A técnica consiste no cruzamento controlado entre variedades ou linhagens geneticamente distintas de uma mesma espécie, com o objetivo de gerar sementes híbridas de melhor desempenho agronômico.
Resultado de anos de pesquisa, desenvolvimento tecnológico e investimento, os híbridos reúnem características como vigor, uniformidade e adaptação a diferentes condições de cultivo, consolidando-se como uma alternativa para ampliar a eficiência e a competitividade da produção agrícola.
Como funciona o melhoramento genético vegetal
O desenvolvimento de uma nova cultura híbrida começa com o trabalho dos melhoristas, profissionais especializados em melhoramento genético vegetal que selecionam e formam linhagens com características como produtividade, adaptação e resistência a pragas e doenças.
“Depois, as linhagens são cruzadas para formar o híbrido. Na sequência, começa a etapa de desenvolvimento do produto, em que os materiais são testados primeiro nas estações experimentais e, depois, em áreas de produtores, para validação antes da comercialização”, explica André Mattedi, gerente de Melhoramento de Plantas da Agristar do Brasil, empresa especializada na produção e comercialização de sementes híbridas.
O fenômeno da heterose e os impactos no campo
Entre as características buscadas no desenvolvimento dos híbridos está o vigor híbrido, ou heterose, fenômeno em que as sementes apresentam desempenho agronômico superior ao de seus genitores, explica Fábio Faleiro, pesquisador da Embrapa Cerrados.
Segundo ele, a tecnologia pode gerar impactos econômicos, ao contribuir para o aumento da produtividade, da uniformidade das lavouras e da rentabilidade do produtor.
Também apresenta reflexos sociais, relacionados à segurança alimentar, à geração de emprego e renda e à redução dos preços dos alimentos.
No aspecto ambiental, o pesquisador destaca que o aumento da produtividade por área pode reduzir a necessidade de abertura de novas áreas agrícolas.
A experiência prática da tecnologia na Bahia
Na prática, a busca por maior produtividade foi o que levou Humberto Dourado, produtor de cebola, tomate e milho nos municípios baianos de João Dourado, América Dourada e Itaguaçu, no centro-norte do estado, a investir em sementes híbridas.
Segundo ele, em sistemas de alta tecnologia, voltados para altas produtividades, as sementes de polinização aberta não oferecem a mesma uniformidade e vigor dos híbridos.
“Quanto melhor a semente, em termos de vigor e qualidade, maior tende a ser a produtividade”, destaca.

A exigência de um manejo planejado e focado em alta tecnologia
Para alcançar bons resultados, as sementes híbridas exigem manejo planejado, com atenção à fertilidade do solo, à irrigação, à população de plantas e ao controle fitossanitário, ressalta Milton Amorim, diretor do Grupo Geocomercial, empresa de distribuição de insumos agrícolas e assistência técnica na Bahia.
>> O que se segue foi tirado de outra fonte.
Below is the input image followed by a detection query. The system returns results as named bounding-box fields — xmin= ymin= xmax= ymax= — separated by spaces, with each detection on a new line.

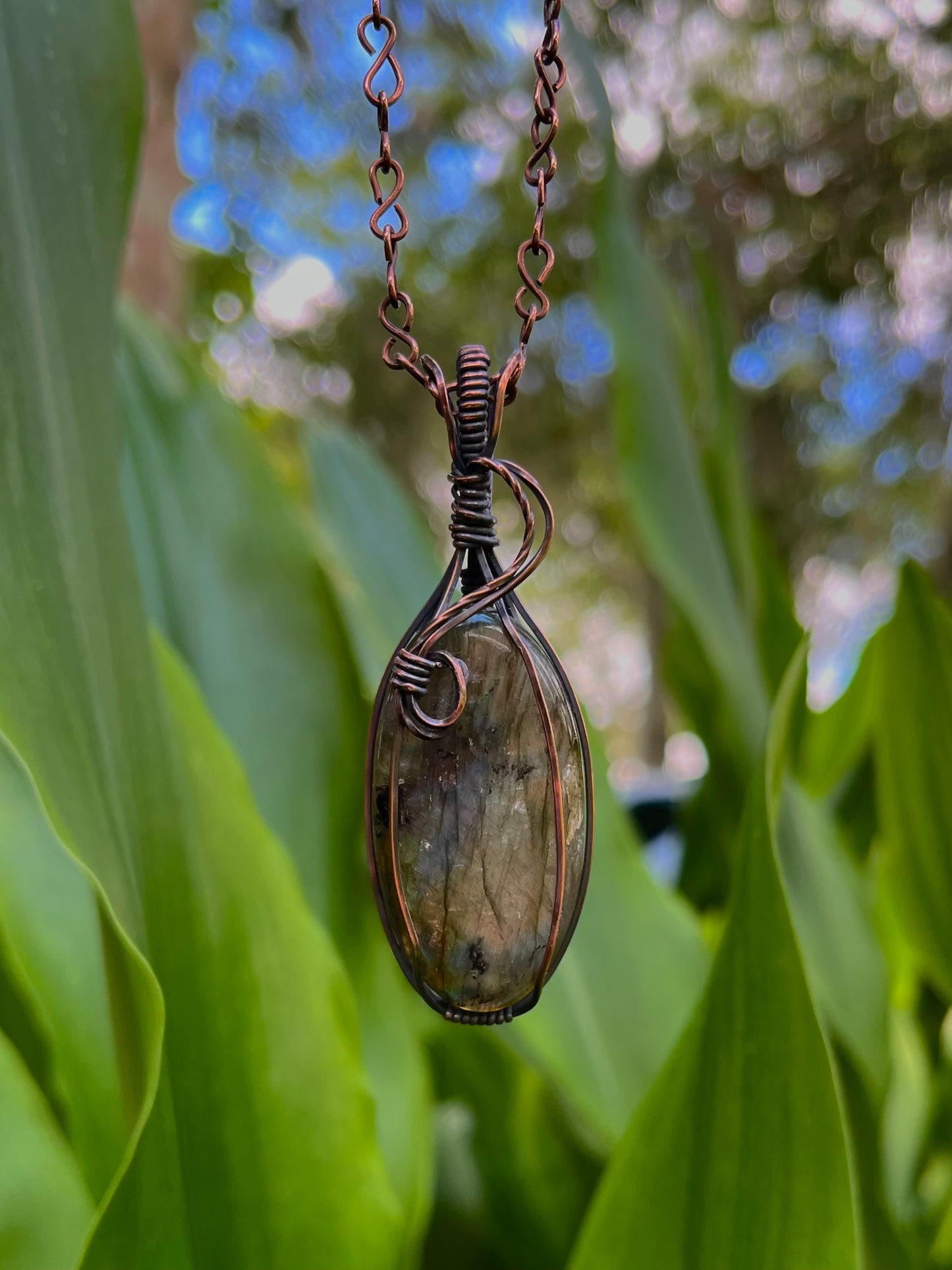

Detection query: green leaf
xmin=428 ymin=1027 xmax=600 ymax=1270
xmin=571 ymin=666 xmax=857 ymax=1270
xmin=152 ymin=647 xmax=397 ymax=1270
xmin=599 ymin=167 xmax=768 ymax=756
xmin=0 ymin=749 xmax=130 ymax=1199
xmin=0 ymin=0 xmax=181 ymax=1250
xmin=874 ymin=564 xmax=952 ymax=1000
xmin=777 ymin=781 xmax=890 ymax=1096
xmin=0 ymin=0 xmax=399 ymax=1270
xmin=515 ymin=738 xmax=710 ymax=1144
xmin=882 ymin=1010 xmax=933 ymax=1222
xmin=797 ymin=637 xmax=876 ymax=796
xmin=307 ymin=422 xmax=441 ymax=697
xmin=302 ymin=406 xmax=707 ymax=1143
xmin=835 ymin=1051 xmax=923 ymax=1270
xmin=0 ymin=1033 xmax=93 ymax=1270
xmin=121 ymin=312 xmax=366 ymax=929
xmin=693 ymin=252 xmax=762 ymax=625
xmin=122 ymin=314 xmax=432 ymax=1255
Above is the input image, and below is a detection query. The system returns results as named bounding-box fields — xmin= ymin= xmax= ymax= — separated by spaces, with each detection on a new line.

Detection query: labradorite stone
xmin=373 ymin=611 xmax=588 ymax=1011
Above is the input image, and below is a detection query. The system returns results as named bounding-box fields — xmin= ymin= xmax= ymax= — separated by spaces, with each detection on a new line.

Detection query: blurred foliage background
xmin=0 ymin=0 xmax=952 ymax=1270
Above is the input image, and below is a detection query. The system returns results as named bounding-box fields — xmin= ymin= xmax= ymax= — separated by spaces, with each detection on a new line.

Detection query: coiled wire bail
xmin=449 ymin=344 xmax=499 ymax=596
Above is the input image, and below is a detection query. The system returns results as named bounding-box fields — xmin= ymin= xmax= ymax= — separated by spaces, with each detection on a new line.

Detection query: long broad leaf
xmin=121 ymin=312 xmax=364 ymax=926
xmin=307 ymin=422 xmax=439 ymax=697
xmin=311 ymin=428 xmax=708 ymax=1144
xmin=0 ymin=749 xmax=130 ymax=1200
xmin=0 ymin=0 xmax=396 ymax=1270
xmin=573 ymin=650 xmax=857 ymax=1270
xmin=508 ymin=738 xmax=710 ymax=1144
xmin=0 ymin=1033 xmax=93 ymax=1270
xmin=874 ymin=565 xmax=952 ymax=1000
xmin=121 ymin=325 xmax=432 ymax=1256
xmin=777 ymin=781 xmax=889 ymax=1096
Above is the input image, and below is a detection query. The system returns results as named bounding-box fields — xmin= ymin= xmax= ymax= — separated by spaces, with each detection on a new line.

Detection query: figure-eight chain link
xmin=356 ymin=0 xmax=566 ymax=397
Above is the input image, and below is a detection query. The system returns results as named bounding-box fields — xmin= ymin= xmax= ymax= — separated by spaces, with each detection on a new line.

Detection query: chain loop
xmin=356 ymin=0 xmax=566 ymax=386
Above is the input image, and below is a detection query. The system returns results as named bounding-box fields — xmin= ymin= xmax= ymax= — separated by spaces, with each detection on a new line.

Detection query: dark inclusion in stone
xmin=371 ymin=610 xmax=588 ymax=1012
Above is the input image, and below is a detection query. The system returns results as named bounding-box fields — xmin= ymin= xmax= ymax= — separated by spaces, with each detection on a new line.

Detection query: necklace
xmin=358 ymin=0 xmax=593 ymax=1024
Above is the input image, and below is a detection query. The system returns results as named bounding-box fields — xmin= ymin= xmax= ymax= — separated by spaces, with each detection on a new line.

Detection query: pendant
xmin=366 ymin=345 xmax=593 ymax=1024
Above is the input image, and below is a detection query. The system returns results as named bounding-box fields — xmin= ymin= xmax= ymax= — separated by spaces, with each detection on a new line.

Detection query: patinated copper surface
xmin=358 ymin=0 xmax=593 ymax=1024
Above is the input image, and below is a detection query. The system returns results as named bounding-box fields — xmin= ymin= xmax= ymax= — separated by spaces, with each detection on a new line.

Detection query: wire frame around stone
xmin=366 ymin=345 xmax=593 ymax=1024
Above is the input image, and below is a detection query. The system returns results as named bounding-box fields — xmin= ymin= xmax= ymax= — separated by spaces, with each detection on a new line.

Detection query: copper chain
xmin=356 ymin=0 xmax=566 ymax=392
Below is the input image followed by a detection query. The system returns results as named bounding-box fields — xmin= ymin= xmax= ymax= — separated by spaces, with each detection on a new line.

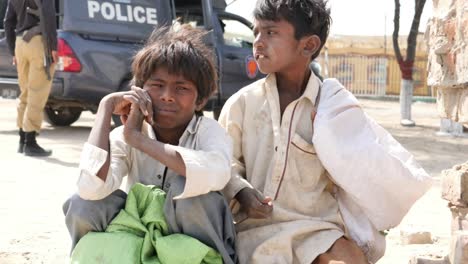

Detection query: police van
xmin=0 ymin=0 xmax=262 ymax=126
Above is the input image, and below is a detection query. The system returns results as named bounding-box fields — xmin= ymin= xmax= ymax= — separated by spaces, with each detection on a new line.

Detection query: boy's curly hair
xmin=253 ymin=0 xmax=331 ymax=59
xmin=132 ymin=25 xmax=218 ymax=102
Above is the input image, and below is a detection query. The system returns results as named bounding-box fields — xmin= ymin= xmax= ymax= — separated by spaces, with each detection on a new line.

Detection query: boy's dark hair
xmin=132 ymin=25 xmax=218 ymax=102
xmin=253 ymin=0 xmax=331 ymax=60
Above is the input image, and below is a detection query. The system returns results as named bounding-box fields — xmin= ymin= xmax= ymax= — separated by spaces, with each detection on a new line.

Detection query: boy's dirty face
xmin=253 ymin=19 xmax=302 ymax=74
xmin=143 ymin=68 xmax=202 ymax=132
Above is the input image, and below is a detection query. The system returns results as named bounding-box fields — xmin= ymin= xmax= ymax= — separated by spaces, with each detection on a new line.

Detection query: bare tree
xmin=393 ymin=0 xmax=426 ymax=126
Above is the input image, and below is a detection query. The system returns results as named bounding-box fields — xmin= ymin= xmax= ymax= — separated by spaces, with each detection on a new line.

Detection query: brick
xmin=400 ymin=229 xmax=433 ymax=245
xmin=442 ymin=166 xmax=468 ymax=207
xmin=449 ymin=231 xmax=468 ymax=264
xmin=450 ymin=206 xmax=468 ymax=235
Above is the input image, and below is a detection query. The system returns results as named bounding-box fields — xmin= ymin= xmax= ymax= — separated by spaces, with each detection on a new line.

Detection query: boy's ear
xmin=302 ymin=35 xmax=322 ymax=58
xmin=195 ymin=98 xmax=208 ymax=111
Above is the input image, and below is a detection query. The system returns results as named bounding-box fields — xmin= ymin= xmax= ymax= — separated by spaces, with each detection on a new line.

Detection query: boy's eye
xmin=150 ymin=83 xmax=162 ymax=88
xmin=176 ymin=86 xmax=188 ymax=91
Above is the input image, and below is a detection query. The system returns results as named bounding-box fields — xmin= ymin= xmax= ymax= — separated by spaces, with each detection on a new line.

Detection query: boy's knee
xmin=62 ymin=194 xmax=98 ymax=225
xmin=175 ymin=192 xmax=224 ymax=216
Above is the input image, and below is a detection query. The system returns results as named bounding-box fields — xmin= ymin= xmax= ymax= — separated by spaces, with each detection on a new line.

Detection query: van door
xmin=62 ymin=0 xmax=173 ymax=41
xmin=0 ymin=0 xmax=16 ymax=78
xmin=214 ymin=10 xmax=263 ymax=101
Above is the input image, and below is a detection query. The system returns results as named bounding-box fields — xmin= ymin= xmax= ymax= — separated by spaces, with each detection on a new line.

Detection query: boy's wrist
xmin=99 ymin=96 xmax=114 ymax=114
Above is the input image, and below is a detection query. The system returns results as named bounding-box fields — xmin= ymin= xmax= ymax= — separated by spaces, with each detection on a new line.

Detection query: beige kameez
xmin=219 ymin=74 xmax=344 ymax=264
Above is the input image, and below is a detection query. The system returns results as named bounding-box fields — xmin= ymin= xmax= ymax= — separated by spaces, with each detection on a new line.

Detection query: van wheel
xmin=44 ymin=107 xmax=83 ymax=126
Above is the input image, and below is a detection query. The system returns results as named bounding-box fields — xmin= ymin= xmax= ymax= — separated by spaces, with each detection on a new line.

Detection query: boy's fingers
xmin=131 ymin=86 xmax=151 ymax=116
xmin=310 ymin=109 xmax=317 ymax=123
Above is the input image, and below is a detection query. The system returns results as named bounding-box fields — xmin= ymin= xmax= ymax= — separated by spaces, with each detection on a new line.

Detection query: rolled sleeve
xmin=218 ymin=95 xmax=253 ymax=201
xmin=174 ymin=120 xmax=232 ymax=199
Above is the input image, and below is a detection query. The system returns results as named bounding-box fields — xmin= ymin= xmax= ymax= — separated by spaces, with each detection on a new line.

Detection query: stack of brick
xmin=442 ymin=162 xmax=468 ymax=264
xmin=426 ymin=0 xmax=468 ymax=133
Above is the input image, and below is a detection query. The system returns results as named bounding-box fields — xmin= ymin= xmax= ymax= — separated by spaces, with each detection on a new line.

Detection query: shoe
xmin=18 ymin=128 xmax=26 ymax=153
xmin=24 ymin=131 xmax=52 ymax=157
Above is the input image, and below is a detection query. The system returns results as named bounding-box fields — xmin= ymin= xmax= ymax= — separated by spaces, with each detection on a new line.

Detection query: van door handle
xmin=225 ymin=53 xmax=239 ymax=60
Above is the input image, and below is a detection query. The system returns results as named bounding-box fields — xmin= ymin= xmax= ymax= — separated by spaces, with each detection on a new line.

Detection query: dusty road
xmin=0 ymin=99 xmax=468 ymax=264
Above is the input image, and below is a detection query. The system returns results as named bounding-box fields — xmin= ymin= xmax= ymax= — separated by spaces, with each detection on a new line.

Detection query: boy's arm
xmin=218 ymin=99 xmax=253 ymax=201
xmin=124 ymin=105 xmax=232 ymax=199
xmin=218 ymin=97 xmax=273 ymax=219
xmin=77 ymin=92 xmax=138 ymax=200
xmin=3 ymin=1 xmax=17 ymax=57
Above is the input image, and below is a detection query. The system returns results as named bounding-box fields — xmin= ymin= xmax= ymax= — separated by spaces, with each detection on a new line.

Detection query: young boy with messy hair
xmin=219 ymin=0 xmax=428 ymax=264
xmin=63 ymin=26 xmax=237 ymax=263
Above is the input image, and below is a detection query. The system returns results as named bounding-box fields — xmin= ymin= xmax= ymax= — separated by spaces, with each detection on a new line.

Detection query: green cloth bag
xmin=71 ymin=183 xmax=223 ymax=264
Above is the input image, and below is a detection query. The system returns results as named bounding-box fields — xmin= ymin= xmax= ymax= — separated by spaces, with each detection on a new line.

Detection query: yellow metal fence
xmin=317 ymin=54 xmax=434 ymax=97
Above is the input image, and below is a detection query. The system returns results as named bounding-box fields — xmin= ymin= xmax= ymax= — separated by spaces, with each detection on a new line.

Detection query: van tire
xmin=44 ymin=106 xmax=83 ymax=126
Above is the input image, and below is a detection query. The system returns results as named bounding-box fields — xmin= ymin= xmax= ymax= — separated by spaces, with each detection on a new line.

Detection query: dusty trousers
xmin=15 ymin=35 xmax=55 ymax=132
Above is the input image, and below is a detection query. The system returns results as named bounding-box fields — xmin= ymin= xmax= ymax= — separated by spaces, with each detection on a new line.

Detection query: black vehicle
xmin=0 ymin=0 xmax=262 ymax=126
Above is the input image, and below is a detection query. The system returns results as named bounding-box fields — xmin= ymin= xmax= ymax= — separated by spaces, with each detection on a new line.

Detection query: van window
xmin=220 ymin=18 xmax=254 ymax=48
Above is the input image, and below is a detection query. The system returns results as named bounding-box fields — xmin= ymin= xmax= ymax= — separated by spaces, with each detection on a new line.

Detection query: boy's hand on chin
xmin=236 ymin=188 xmax=273 ymax=219
xmin=123 ymin=104 xmax=144 ymax=148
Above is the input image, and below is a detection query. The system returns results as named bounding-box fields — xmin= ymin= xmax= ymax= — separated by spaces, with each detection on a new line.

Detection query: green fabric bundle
xmin=71 ymin=183 xmax=223 ymax=264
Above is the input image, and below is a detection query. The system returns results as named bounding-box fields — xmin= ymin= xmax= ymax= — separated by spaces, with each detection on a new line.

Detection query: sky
xmin=226 ymin=0 xmax=432 ymax=36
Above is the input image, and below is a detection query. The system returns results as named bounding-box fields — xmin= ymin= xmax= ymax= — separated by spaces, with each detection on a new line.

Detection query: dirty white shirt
xmin=77 ymin=116 xmax=232 ymax=200
xmin=219 ymin=74 xmax=345 ymax=264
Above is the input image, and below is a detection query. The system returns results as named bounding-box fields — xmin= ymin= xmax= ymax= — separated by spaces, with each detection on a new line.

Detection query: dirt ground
xmin=0 ymin=99 xmax=468 ymax=264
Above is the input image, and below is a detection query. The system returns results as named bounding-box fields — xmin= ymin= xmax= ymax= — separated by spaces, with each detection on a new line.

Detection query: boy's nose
xmin=159 ymin=88 xmax=174 ymax=101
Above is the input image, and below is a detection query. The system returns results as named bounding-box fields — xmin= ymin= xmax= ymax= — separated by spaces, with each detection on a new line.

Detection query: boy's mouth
xmin=255 ymin=54 xmax=266 ymax=60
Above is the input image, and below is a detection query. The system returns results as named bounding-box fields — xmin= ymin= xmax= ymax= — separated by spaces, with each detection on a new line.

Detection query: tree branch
xmin=406 ymin=0 xmax=426 ymax=61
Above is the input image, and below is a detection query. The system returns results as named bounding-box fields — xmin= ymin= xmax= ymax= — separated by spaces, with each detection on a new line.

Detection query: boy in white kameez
xmin=63 ymin=26 xmax=237 ymax=263
xmin=219 ymin=0 xmax=426 ymax=264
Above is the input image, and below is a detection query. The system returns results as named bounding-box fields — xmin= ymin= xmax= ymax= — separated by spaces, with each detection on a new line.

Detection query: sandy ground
xmin=0 ymin=99 xmax=468 ymax=264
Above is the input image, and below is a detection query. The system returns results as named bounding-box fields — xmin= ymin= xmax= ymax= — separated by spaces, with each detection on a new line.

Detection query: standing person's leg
xmin=22 ymin=35 xmax=55 ymax=156
xmin=15 ymin=37 xmax=29 ymax=153
xmin=63 ymin=190 xmax=127 ymax=250
xmin=164 ymin=176 xmax=237 ymax=263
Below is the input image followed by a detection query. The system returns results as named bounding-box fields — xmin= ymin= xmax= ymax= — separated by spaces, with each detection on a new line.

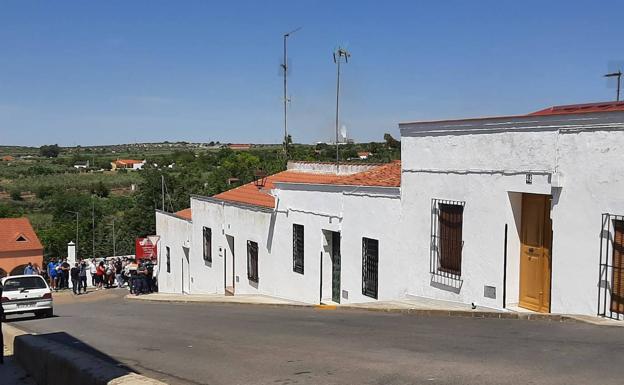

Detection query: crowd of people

“Embora exijam maior planejamento, elas também oferecem respostas superiores quando o manejo é bem executado, proporcionando maior retorno ao produtor”, afirma.
Custo da produção
Além do manejo mais cuidadoso, o custo das sementes híbridas é outro fator que deve ser considerado. O investimento costuma ser maior do que o das sementes de polinização aberta ou das sementes crioulas mantidas pelos próprios produtores.
Fábio Faleiro destaca que a adoção da tecnologia precisa ser avaliada conforme cada realidade produtiva, considerando a necessidade de aquisição das sementes a cada ciclo e o manejo mais intensivo das plantas.
“Uma análise do custo e benefício deve ser feita em cada situação. Para isso, o conhecimento é muito importante.
Muitos produtores deixam de utilizar sementes geneticamente superiores ou outras tecnologias por falta de conhecimento ou de adequada assistência técnica e extensão rural”, afirma.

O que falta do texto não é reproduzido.